Anyway, the first half of this week was consumed by finishing every possible sculpture I could, so they could be soda fired. The plan was to load the big bisque kiln on Monday, giving it plenty of time to cool before we loaded the soda on Thursday.It’s been a bit rough doing my main firing only 3 weeks into my time here, but fellow artist Jody was about to return to Canada, meaning if we wanted to fire together we had to fire this week.  It’s worked out for me though, since I managed to finish 90 flying beasts, which wasn’t far from my goal of 100.

Unloading the bisque

So after about a full week of last minute frantic studio work, Jody and I loaded up the Guldagergaard wood-soda kiln on Thursday. The kiln is a small little beast, with a capacity of 300 liters/ 10.5 cubic feet. It’s also a very different type of kiln for me, since I’ve only really fired an anagama and a train kiln.  This guy is a cross draft kiln, with a firebox located underneath the ware chamber. It’s weird.  It wasn’t like stoking a firebox, it was like stoking a conveyor belt. It wasn’t so much much a rhythm of “stoke, see how the temperature responds, adjust”, as it was a constant process of stoking, gradually pushing the wood further in the the kiln, and constantly adjusting.  It was like switching from a Sousa march to one of the Bach cello suites. Looking around online, it visually looks a bit similar to the “phoenix kiln” in a book by Jack Troy, which was mentioned on Carl Gray’s website. The main differences are the fact that the firebox has a flat, not arched roof, and the chimney is on the side, not the front.
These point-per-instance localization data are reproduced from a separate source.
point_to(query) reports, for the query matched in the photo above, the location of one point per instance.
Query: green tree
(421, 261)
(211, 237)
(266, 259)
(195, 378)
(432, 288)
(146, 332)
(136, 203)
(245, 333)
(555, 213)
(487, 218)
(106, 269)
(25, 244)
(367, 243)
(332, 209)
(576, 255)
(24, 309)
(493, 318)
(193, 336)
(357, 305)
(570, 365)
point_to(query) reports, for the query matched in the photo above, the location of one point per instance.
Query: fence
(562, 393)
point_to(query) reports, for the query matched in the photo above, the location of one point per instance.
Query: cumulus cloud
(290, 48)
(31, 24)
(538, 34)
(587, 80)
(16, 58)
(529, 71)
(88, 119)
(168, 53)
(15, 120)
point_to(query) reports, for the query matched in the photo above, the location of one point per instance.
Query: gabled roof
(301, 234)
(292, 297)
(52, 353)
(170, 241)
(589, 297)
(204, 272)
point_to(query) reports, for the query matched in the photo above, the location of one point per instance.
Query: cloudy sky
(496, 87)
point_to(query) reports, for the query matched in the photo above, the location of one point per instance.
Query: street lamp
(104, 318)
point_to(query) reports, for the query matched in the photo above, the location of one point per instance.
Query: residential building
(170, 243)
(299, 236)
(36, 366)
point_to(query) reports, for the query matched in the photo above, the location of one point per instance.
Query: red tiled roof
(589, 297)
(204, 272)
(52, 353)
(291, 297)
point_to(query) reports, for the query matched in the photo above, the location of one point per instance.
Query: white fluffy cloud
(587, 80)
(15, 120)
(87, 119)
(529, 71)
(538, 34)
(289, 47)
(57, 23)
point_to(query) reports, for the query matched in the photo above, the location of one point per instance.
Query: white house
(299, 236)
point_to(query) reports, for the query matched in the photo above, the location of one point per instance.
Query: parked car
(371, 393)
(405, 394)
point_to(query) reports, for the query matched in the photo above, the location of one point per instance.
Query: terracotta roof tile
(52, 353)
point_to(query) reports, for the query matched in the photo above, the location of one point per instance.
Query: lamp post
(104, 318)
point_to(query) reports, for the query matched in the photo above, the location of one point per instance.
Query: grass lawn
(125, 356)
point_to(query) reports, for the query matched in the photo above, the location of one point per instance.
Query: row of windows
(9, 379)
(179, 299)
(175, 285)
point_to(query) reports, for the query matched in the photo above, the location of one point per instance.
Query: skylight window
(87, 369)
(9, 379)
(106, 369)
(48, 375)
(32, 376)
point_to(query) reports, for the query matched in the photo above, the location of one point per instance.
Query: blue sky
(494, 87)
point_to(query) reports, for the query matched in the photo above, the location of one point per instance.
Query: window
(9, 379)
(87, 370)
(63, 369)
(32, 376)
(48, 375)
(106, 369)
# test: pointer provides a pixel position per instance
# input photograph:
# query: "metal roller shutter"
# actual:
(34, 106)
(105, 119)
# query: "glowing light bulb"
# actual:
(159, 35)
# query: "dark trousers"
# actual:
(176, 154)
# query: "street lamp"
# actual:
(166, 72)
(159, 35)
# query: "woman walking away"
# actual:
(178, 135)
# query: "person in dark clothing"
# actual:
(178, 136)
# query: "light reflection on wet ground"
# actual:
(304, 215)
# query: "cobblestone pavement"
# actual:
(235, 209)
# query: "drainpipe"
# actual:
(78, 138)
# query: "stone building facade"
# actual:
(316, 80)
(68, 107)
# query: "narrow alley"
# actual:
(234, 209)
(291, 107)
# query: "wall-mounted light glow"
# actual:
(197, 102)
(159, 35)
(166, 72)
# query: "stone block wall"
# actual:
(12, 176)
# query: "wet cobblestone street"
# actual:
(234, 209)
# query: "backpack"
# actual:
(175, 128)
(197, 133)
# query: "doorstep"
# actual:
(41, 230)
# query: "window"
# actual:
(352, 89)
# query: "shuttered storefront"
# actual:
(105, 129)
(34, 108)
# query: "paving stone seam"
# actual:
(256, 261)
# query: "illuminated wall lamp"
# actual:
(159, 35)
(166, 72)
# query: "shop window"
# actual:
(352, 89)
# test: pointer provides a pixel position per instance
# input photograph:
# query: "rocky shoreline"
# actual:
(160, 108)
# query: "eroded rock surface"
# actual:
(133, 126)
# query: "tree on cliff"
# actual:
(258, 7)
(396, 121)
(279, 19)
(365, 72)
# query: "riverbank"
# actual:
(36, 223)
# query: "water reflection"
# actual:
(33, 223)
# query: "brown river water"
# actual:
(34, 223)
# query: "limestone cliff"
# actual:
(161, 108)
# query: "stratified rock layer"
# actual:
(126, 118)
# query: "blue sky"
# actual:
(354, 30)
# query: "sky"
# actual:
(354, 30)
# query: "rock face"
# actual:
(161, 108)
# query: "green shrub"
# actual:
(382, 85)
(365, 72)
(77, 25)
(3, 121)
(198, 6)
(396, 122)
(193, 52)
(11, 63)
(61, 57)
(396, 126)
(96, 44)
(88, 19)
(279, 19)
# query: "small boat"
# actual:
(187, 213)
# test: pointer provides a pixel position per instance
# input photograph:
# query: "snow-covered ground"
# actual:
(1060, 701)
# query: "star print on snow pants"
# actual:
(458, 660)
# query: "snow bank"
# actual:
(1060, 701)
Anyway, due to some last minute kiln maintenance work, we didn’t get the kiln started until about 9pm on Thursday night. The plan was to fire for about 20 hours, waiting to put the soda into the kiln until cone nine on the bottom of the kiln had fallen. Sounds good, as far as plans go.  However, life is seldom that simple. By hour 22 or so we had cone 9 down on the top, but had barely moved cone 8 on the bottom. It took easily another 4 hours of struggle before finally dropped the lower cone nine, by which point we’d also dropped cone 11 on the top of the kiln.  In all, the firing took us 28 hours, which was pretty exhausting for just two people, especially since we were also constantly splitting  more wood.
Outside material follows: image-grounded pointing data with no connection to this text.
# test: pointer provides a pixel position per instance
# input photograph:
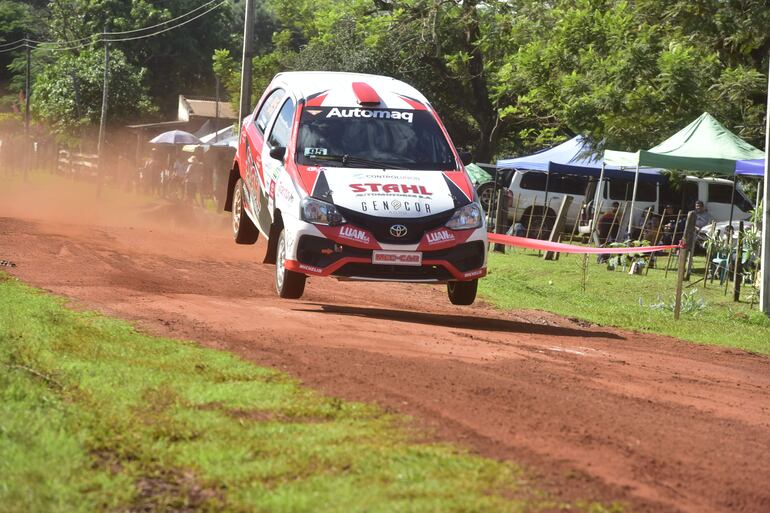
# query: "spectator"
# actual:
(150, 174)
(673, 225)
(193, 179)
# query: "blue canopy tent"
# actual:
(574, 157)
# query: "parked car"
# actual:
(354, 176)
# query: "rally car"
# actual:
(354, 176)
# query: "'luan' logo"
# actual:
(369, 113)
(354, 234)
(398, 188)
(440, 236)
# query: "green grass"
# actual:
(613, 298)
(97, 417)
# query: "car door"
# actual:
(277, 137)
(252, 151)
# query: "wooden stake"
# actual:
(688, 229)
(737, 277)
(673, 238)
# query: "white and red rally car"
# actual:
(354, 176)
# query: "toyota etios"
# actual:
(354, 176)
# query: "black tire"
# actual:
(462, 292)
(288, 284)
(244, 231)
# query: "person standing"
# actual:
(702, 216)
(609, 224)
(193, 179)
(151, 172)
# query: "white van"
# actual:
(535, 198)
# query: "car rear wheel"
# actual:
(486, 194)
(462, 292)
(288, 284)
(244, 231)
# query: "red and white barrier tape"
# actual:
(558, 247)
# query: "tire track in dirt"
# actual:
(592, 412)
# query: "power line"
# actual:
(163, 22)
(22, 40)
(19, 47)
(170, 28)
(60, 45)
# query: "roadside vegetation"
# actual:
(521, 279)
(97, 417)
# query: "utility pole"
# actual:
(103, 121)
(27, 88)
(216, 110)
(764, 286)
(248, 54)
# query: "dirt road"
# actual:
(592, 413)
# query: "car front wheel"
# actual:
(288, 284)
(244, 231)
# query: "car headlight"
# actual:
(320, 212)
(466, 218)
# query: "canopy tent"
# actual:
(750, 167)
(703, 145)
(220, 139)
(575, 157)
(477, 174)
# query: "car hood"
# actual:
(389, 193)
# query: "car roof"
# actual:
(307, 84)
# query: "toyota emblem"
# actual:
(398, 230)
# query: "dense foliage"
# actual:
(506, 76)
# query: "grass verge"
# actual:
(613, 298)
(97, 417)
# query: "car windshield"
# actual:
(398, 138)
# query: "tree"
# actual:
(68, 92)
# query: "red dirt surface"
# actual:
(592, 413)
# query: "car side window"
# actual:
(279, 136)
(268, 108)
(720, 193)
(533, 181)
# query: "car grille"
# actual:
(380, 226)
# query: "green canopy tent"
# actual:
(703, 145)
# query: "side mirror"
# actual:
(277, 152)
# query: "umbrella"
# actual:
(175, 137)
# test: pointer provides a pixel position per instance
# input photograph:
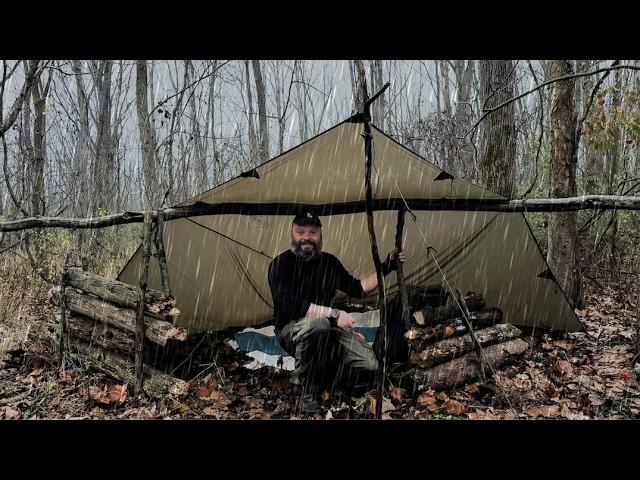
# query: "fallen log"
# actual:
(455, 347)
(93, 332)
(465, 369)
(444, 313)
(157, 331)
(157, 304)
(419, 337)
(156, 383)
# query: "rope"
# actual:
(430, 250)
(229, 238)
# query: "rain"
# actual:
(502, 308)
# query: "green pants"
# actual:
(327, 356)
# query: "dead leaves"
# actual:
(546, 411)
(398, 395)
(563, 368)
(107, 394)
(10, 413)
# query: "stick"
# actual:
(146, 251)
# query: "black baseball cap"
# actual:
(307, 218)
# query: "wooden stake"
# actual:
(158, 240)
(144, 271)
(63, 306)
(382, 306)
(400, 271)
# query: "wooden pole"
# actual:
(382, 306)
(63, 306)
(400, 270)
(144, 271)
(158, 240)
(587, 202)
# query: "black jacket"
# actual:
(296, 284)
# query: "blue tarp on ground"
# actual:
(252, 341)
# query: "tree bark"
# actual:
(157, 331)
(253, 139)
(465, 369)
(563, 244)
(455, 347)
(497, 133)
(36, 176)
(592, 202)
(263, 149)
(80, 190)
(147, 139)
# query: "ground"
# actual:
(590, 375)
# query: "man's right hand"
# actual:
(346, 321)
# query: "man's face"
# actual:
(306, 241)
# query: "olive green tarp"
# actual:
(218, 263)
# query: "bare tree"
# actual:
(497, 132)
(263, 149)
(562, 252)
(152, 195)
Richard prepping the soda bombs

Richard, the tech, had to leave for the night before we were ready to put the soda in the kiln, but here’s a shot of him explaining the soda balls to us. We were using a method developed by Gail Nichols, generally referred to as soda balls/bombs/burritos.  In previous soda firings that I’ve done, people have used the more traditional method of spraying in a mixture of water, soda ash, and sodium bicarbonate into the kiln. However, it seems like Nichols’s soda bomb method is taking off, which is understandable if you’ve seen how amazing her work looks. Basically, you mix soda ash, sodium bicarbonate, and whiting together, and add just enough water to form it in to balls. These balls then solidify to rocks, which you then dump into the firebox.  The soda then vaporizes in the firebox, distributing itself around the kiln.  I haven’t done much soda firing, but I would love to play around with it some more if the results from this firing are promising.

dawn over the wood pile

Anyway, at this point, we’re stuck waiting for the kiln to cool, and catching up on sleep. I’ll let everyone know what the results look like once we unload it!